More than 2,000 volunteers are being recruited to help at the equestrian Olympics in the city next year. Horace Yuen Hoi-sing, director of corporate administration at the Equestrian Company, says participants will help create an Olympic legacy for the city that will last long after the Games.

We have had a very good response to our appeal for volunteers to help at the Olympics. This is something that only happens once in 100 years. It is a once in a lifetime event so a lot of people are keen to join. People want to be involved.

They are very excited about the Olympics even though many of them have no previous experience of equestrian events. They are curious and they have a lot of passion and want to contribute to society.

I have been telling the volunteers that they are priceless. Even if we wanted to pay them it would not be as good as volunteers because you are talking about community participation. They are all very committed people who want to contribute to an important mission.

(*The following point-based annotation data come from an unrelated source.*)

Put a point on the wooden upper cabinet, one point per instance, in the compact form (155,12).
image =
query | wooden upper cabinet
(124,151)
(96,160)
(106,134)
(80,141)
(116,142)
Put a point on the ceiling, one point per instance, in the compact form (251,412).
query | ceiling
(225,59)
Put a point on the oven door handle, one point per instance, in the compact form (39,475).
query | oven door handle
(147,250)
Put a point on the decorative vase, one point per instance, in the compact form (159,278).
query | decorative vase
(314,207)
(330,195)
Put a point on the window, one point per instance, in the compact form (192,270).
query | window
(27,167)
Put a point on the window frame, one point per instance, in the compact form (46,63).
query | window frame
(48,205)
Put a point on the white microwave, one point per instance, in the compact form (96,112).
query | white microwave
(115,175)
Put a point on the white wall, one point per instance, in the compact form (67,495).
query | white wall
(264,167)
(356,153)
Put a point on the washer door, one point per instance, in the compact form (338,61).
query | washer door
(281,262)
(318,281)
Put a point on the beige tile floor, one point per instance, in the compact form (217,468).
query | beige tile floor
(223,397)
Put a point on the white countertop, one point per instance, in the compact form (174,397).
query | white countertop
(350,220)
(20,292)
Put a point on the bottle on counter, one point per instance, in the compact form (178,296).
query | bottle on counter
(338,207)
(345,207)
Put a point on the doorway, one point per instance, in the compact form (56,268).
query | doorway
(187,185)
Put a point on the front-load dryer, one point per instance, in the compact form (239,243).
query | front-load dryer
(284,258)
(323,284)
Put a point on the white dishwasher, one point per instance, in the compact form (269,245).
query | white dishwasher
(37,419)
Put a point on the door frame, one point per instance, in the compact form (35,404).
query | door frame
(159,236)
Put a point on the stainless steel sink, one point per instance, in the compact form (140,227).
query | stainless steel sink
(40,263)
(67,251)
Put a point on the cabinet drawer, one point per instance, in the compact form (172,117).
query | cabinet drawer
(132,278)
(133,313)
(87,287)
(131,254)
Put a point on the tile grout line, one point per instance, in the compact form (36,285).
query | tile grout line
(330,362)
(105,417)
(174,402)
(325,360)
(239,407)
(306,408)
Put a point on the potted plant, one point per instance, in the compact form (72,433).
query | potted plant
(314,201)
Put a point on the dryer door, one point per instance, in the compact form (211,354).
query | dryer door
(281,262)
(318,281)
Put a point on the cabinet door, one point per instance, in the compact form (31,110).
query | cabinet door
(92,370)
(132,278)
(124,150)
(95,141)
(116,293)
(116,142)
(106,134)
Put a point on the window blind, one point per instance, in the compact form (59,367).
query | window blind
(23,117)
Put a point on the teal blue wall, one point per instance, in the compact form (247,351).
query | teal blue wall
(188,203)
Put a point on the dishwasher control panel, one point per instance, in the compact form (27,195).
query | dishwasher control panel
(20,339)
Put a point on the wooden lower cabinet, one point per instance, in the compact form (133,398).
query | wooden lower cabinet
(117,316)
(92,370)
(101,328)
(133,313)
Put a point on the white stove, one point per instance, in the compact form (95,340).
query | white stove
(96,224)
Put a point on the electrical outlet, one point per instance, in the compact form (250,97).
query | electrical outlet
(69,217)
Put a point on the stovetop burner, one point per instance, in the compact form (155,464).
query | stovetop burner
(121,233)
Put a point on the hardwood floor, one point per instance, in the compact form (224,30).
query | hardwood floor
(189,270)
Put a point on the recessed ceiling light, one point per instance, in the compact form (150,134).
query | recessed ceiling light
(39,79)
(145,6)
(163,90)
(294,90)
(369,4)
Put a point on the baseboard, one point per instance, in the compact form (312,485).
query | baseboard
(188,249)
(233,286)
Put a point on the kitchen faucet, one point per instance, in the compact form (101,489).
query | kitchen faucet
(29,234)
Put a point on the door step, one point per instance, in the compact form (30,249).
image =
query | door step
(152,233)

The recruitment of volunteers is being done in three batches. We began taking in the first batch in November. We have recruited about 200 of them. These volunteers are the people who will help us through planning and organising the other batches of volunteers. Some we used as group leaders and trainers for the future.

The second batch of 700 was recruited up to the end of March. The deadline for the third batch of about 1,500 will be the end of this year.

Volunteers go through a very stringent selection process. We do initial screening based on knowledge and skills, language and education standard. We pay particular attention to those experienced in Olympics and volunteer work. Then we invite them to an interview section, mostly done in group interview - seven to eight candidates together and we test how they will respond to certain issues for discussion, like anti-doping.

In the first batch, we have taken people from all walks of life. We need some experienced people and we need students and we need housewives to lead other people in doing the work. The spectrum is pretty balanced. We have university professors and doctors and lawyers and we have students, housewives and retirees.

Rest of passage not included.